Le Conseil d’Etat a jugé l’absence de fictivité de la donation car « les usufruitiers donateurs se sont effectivement et irrévocablement dessaisis des biens ayant fait l’objet de la donation ». Ils sont restés redevables à l’égard des donataires d’une créance de restitution d’un montant équivalent. « Les considérants de l’arrêt du 10 février 2017 sont repris, à savoir la licéité de la clause de quasi-usufruit et le rappel que la dispense de sûreté stipulée dans l’acte de donation ne vaut pas réappropriation », relève Rosa Riche, responsable de l’ingénierie patrimoniale de Bordier & Cie France. Pour cette dernière, le Conseil d’Etat va plus loin que dans son arrêt du 10 février 2017 : « En phase avec la réalité de la vie économique, l’arrêt valide une certaine souplesse dans la gestion des biens acquis en remploi des titres – ici les contrats de capitalisation – dont la nue-propriété a été transmise par donation. »

Le quasi-usufruit pourrait-il être valablement prévu postérieurement à la donation ? Pour Pierre Dedieu et Matias Labé, « cette considération pourrait être défendue puisque le quasi-usufruit naît de la cession, pourquoi ne pas envisager la possibilité de son instauration entre la transmission à titre gratuit et la cession, voire concomitamment à la cession ? ».

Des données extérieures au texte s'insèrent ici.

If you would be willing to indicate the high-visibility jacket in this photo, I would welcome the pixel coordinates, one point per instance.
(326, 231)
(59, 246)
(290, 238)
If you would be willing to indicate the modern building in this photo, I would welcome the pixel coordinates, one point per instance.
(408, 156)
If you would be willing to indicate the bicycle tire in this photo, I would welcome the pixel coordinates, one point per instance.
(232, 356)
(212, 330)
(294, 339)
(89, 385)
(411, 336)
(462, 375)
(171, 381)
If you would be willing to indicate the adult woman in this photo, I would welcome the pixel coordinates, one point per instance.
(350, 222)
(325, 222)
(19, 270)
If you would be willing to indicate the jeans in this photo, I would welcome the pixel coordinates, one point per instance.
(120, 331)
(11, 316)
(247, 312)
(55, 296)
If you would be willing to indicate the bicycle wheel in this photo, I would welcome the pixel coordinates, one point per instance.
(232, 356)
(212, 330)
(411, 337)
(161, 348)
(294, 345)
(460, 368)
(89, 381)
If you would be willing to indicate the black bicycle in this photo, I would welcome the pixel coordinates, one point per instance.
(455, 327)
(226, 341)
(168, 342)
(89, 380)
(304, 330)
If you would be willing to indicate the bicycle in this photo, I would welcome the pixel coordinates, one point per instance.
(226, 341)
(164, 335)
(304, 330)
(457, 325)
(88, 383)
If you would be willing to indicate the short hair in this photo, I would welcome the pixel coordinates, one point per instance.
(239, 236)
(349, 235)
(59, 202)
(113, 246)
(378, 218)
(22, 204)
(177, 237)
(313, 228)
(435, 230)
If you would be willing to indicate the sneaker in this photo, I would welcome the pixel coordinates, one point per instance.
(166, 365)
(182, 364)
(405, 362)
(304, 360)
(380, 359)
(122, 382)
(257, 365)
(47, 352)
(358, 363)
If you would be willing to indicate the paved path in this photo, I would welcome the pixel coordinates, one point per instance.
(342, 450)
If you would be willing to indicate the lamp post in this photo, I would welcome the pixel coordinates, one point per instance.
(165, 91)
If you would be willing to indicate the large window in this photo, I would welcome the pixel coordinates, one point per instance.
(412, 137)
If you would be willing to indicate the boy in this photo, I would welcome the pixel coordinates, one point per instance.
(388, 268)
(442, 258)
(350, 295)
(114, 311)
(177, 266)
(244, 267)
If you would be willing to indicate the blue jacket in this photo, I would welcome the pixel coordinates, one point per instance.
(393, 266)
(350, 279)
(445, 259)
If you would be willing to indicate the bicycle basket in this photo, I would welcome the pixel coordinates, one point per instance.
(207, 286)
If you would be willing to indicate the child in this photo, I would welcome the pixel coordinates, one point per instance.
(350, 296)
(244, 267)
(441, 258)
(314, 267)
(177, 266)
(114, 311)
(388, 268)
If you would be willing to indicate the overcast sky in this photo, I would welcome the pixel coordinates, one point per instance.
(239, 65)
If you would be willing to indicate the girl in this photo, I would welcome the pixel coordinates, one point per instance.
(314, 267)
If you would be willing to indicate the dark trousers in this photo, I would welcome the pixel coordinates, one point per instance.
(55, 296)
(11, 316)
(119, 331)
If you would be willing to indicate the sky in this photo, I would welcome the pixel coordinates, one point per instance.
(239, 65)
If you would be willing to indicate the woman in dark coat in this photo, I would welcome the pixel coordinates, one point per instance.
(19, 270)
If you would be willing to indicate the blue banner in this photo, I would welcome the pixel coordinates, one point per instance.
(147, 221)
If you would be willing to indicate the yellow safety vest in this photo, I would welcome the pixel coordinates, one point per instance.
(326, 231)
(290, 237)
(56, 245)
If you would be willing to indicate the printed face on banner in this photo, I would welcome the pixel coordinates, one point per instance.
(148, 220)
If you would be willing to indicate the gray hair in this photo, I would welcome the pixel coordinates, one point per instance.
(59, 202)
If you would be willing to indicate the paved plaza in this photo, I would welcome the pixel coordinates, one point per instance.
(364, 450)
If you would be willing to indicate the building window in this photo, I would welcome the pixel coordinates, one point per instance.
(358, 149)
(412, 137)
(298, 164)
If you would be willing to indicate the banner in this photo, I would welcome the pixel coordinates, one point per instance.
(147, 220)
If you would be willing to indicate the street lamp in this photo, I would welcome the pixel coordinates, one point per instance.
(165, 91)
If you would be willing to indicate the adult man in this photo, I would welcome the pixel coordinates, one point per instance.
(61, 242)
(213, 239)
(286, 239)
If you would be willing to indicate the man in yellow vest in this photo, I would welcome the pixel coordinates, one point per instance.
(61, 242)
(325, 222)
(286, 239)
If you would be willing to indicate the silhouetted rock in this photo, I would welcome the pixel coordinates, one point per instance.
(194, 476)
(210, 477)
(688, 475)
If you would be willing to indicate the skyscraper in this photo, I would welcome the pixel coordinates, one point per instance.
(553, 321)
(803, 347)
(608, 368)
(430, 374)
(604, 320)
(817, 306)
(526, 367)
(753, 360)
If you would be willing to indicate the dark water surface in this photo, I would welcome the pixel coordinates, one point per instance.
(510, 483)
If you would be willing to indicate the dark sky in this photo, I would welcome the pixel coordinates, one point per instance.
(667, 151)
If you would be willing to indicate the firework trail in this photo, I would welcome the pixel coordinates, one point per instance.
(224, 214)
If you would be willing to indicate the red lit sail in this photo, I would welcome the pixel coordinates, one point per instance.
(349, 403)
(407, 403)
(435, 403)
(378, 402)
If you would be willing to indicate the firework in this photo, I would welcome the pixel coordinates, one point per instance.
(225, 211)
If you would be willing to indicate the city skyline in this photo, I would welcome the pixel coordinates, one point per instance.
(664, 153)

Calcul de la plus-value de cession.

Un dernier arrêt du 11 mai 2017 a amélioré le calcul du prix d’acquisition pour l’impôt sur les plus-values issues de la cession de parts démembrées. En l’espèce, un père a donné la nue-propriété des titres d’une société à ses enfants et l’usufruit des mêmes titres à son épouse. Quelques mois après, les donataires ont vendu conjointement la nue-propriété et l’usufruit des titres en prévoyant le remploi de prix de cession dans un autre bien. Dans cette configuration, seuls les nus-propriétaires sont redevables de l’impôt de plus-value. Dans le calcul du prix d’acquisition, ils prennent en compte non seulement les frais globaux acquittés pour la détermination des droits de donation relatifs à la nue-propriété qu’ils ont reçue, mais aussi les droits que leur mère a acquitté pour recevoir son usufruit. L’administration remet en cause la prise en compte des frais d’acquisition réglée par cette dernière. Cependant, le Conseil d’Etat n’a pas fait droit aux prétentions des services fiscaux estimant que « le cédant est en droit de se prévaloir des frais acquittés par l’usufruitier pour l’acquisition de l’usufruit lorsqu’il calcule la plus-value imposable à raison de laquelle il est seul susceptible d’être taxé ».

Une application au quasi-usufruit ?

Pierre Dedieu et Matias Labé relèvent « qu’il semble ressortir de la logique de la décision, et par effet de symétrie, que dans l’hypothèse où l’usufruitier est seul redevable de l’impôt, il aurait la possibilité d’imputer les droits pris en charge par le nu-propriétaire dans le calcul de sa plus-value ». Des experts de Rothschild Patrimoine et de la Banque Martin Maurel ont également indiqué (L’Agefi Actifs n°702, p. 26) que « cet arrêt soulève également la question de savoir si, dans le cas d’une donation avec réserve d’usufruit, le nu-propriétaire redevable de l’impôt pourrait se prévaloir des abattements pour durée de détention de l’usufruitier ».